As one way to tackle the improvement of EDFs, the inverse approach of the DFT, so-called the inverse Kohn-Sham method (IKS), was proposed [5]. In the IKS, the Kohn-Sham potential, $v_{{\rm xc}}\left(\mathbf{r} \right)=\delta E_{{\rm xc}} \left[\rho \right] /\delta \rho \left(\mathbf{r}\right)$, is calculated from the input ground-state density $\rho_{0}\left(\mathbf{r}\right)$. The information obtained from the IKS, for example, the single-particle energies $\varepsilon_{i}$, is helpful for checking the accuracy of EDFs [6]. However, the way to improve EDFs directly has not been proposed yet.

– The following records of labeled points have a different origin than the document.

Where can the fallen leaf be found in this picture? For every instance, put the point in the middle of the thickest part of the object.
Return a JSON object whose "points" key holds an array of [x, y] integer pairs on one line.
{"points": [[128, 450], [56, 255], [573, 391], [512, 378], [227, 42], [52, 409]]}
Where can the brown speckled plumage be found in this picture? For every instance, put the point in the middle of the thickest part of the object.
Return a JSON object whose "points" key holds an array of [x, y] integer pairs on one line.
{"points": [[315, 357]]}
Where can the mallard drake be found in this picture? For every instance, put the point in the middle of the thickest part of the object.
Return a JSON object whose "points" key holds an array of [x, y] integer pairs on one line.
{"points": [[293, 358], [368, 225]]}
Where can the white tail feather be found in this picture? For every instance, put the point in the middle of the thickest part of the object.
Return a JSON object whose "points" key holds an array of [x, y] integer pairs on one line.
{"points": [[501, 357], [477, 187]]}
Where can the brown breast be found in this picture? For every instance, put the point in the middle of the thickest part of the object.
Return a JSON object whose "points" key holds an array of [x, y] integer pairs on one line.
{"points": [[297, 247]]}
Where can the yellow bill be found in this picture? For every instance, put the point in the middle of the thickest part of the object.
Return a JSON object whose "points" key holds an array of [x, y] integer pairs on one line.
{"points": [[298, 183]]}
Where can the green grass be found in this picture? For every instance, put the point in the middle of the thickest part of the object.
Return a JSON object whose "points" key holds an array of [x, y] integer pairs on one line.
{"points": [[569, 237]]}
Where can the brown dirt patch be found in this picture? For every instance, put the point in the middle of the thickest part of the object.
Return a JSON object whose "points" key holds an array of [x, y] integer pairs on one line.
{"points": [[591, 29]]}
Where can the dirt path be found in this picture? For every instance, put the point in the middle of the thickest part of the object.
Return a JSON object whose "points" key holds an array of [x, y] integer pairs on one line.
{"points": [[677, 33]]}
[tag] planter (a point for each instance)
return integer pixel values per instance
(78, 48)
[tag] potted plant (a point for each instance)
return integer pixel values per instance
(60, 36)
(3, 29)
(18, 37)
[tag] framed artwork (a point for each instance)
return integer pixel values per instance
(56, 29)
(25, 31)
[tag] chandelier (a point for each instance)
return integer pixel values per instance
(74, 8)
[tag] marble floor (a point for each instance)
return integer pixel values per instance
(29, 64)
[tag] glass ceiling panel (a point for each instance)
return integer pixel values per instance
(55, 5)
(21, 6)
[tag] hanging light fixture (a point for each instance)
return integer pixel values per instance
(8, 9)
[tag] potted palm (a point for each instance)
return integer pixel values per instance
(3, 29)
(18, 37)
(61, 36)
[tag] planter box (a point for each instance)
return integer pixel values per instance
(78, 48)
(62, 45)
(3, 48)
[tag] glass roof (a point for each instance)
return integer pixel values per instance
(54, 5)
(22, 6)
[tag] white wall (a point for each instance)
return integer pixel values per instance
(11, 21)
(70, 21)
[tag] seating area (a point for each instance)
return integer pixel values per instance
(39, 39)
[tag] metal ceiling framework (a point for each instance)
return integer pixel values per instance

We proposed the way to improve EDFs based on the density functional perturbation theory (DFPT) [7] and the IKS [8]. Improvement of EDFs is performed under the assumption for $E^{(1)}_{{\rm xc}}\left[\rho\right]$, which is added to conventional EDFs. As a benchmark, we check the reproducibility of the exchange [9] and correlation functionals [10] in the local density approximation (LDA). The assumed form of $E^{(1)}_{{\rm xc}}\left[\rho\right]$ is $A\int \rho^{\alpha}\left(\mathbf{r} \right)\,{\mathrm d}\mathbf{r}$, and input ground-state densities are pair of two ground-state density of noble gases. For the LDA exchange functional, it is found that $A$ and $\alpha$ are obtained within $7.2\, \%$ and $1.0\, \%$ from the pair of He and Ne, and within $2.3\, \%$ and $0.1\, \%$ from the pair of Xe and Rn. Although the LDA correlation functional is not a power functional of $\rho$, it is found that it is reproduced reasonably well especially in the low-density region from the pair of He and Ne, and in the high-density region from the pair of Xe and Rn.
References
[1] P. Hohenberg and W. Kohn. Phys. Rev. 136, B864 (1964).
[2] W. Kohn and L. J. Sham. Phys. Rev. 140, A1133 (1965).
[3] D. Vautherin and D. M. Brink. Phys. Rev. C 5, 626 (1972).
[4] M. Bender, P. H. Heene, and P. G. Reinhard. Rev. Mod. Phys. 75, 121 (2003).
[5] Y. Wang and R. G. Parr. Phys. Rev. A 47, R1591 (1993).
[6] C. J. Umrigar and X. Gonze. Phys. Rev. A 50, 3827 (1994).
[7] S. Baroni, P. Giannozzi, and A. Testa. Phys. Rev. Lett. 58, 1861 (1987).
[8] D. Ohashi, T. Naito, and H. Liang. In Progress.
[9] P. A. M. Dirac. Proc. Camb. Phil. Soc. 26, 376 (1930).
[10] J. P. Perdew and A. Zunger. Phys. Rev. B 23, 5048 (1981).